To achieve this goal, the city has partnered with the Digital Living Lab of the University of Wollongong. Part of Wollongong’s SMART Infrastructure Facility, the DLL has developed what it calls the Versatile Intelligent Video Analytics platform. VIVA, for short, unlocks data so that owners of CCTV networks can access real-time, privacy-compliant data to make better informed decisions.
VIVA is designed to convert existing infrastructure into edge-computing devices embedded with the latest AI. The platform’s state-of-the-art deep learning algorithms are developed at DLL on the NVIDIA Metropolis platform. Their video analytics deep-learning models are trained using transfer learning to adapt to use cases, optimized via NVIDIA TensorRT software and deployed on NVIDIA Jetson edge AI computers.
“We designed VIVA to process video feeds as close as possible to the source, which is the camera,” said Johan Barthelemy, lecturer at the SMART Infrastructure Facility of the University of Wollongong. “Once a frame has been analyzed using a deep neural network, the outcome is transmitted and the current frame is discarded.”
Disposing of frames maintains privacy as no images are transmitted. It also reduces the bandwidth needed.

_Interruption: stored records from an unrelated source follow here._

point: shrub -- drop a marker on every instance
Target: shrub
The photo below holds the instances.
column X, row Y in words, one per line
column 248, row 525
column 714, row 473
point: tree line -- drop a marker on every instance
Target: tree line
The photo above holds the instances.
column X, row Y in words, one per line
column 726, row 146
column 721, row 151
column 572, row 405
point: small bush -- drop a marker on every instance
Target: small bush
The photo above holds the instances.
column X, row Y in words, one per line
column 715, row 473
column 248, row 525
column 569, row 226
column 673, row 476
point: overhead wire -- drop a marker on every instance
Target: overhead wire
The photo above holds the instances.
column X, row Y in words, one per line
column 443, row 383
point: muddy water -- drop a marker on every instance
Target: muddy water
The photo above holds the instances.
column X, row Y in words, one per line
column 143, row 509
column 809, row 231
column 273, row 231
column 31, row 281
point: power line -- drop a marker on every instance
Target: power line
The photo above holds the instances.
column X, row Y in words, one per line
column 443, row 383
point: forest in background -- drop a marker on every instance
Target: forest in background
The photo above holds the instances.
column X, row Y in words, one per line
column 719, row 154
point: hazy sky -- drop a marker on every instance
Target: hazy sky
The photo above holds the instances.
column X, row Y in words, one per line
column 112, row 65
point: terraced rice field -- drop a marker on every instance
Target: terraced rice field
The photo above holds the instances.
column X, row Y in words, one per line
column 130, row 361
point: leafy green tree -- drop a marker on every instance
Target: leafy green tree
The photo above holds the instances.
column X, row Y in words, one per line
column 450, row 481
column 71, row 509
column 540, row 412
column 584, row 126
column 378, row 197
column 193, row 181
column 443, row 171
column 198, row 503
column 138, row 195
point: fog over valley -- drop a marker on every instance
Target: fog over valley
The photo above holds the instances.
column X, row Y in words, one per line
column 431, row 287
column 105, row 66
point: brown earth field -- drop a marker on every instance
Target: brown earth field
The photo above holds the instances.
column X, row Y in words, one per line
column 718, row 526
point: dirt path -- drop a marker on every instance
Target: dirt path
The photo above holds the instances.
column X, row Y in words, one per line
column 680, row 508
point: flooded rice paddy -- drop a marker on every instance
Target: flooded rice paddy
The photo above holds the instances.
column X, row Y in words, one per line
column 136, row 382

Beyond city streets like in Liverpool, VIVA has been adapted for a wide variety of applications, such as identifying and tracking wildlife; detecting culvert blockage for stormwater management and flash flood early warnings; and tracking of people using thermal cameras to understand people’s mobility behavior during heat waves. It can also distinguish between firefighters searching a building and other building occupants, helping identify those who may need help to evacuate.
Making Sense of Traffic Patterns
The research collaboration between SMART, Liverpool’s city council and its industry partners is intended to improve the efficiency, effectiveness and accessibility of a range of government services and facilities.
For pedestrians, the project aims to understand where they’re going, their preferred routes and which areas are congested. For cyclists, it’s about the routes they use and ways to improve bicycle usage. For vehicles, understanding movement and traffic patterns, where they stop, and where they park are key.
Understanding mobility within a city formerly required a fleet of costly and fixed sensors, according to Barthelemy. Different models were needed to count specific types of traffic, and manual processes were used to understand how different types of traffic interacted with each other.
Using computer vision on the NVIDIA Jetson TX2 at the edge, the VIVA platform can count the different types of traffic and capture their trajectory and speed. Data is gathered using the city’s existing CCTV network, eliminating the need to invest in additional sensors.
Patterns of movements and points of congestion are identified and predicted to help improve street and footpath layout and connectivity, traffic management and guided pathways. The data has been invaluable in helping Liverpool plan for the urban design and traffic management of its central business district.
Machine Learning Application Built Using NVIDIA Technologies
SMART trained the machine learning applications on its VIVA platform for Liverpool on four workstations powered by a variety of NVIDIA TITAN GPUs, as well as six workstations equipped with NVIDIA RTX GPUs to generate synthetic data and run experiments.
In addition to using open databases such as OpenImage, COCO and Pascal VOC for training, DLL created synthetic data via an in-house application based on the Unity Engine. Synthetic data allows the project to learn from numerous scenarios that might not otherwise be present at any given time, like rainstorms or masses of cyclists.
“This synthetic data generation allowed us to generate 35,000-plus images per scenario of interest under different weather, time of day and lighting conditions,” said Barthelemy. “The synthetic data generation uses ray tracing to improve the realism of the generated images.”
Inferencing is done with NVIDIA Jetson Nano, NVIDIA Jetson TX2 and NVIDIA Jetson Xavier NX, depending on the use case and processing required.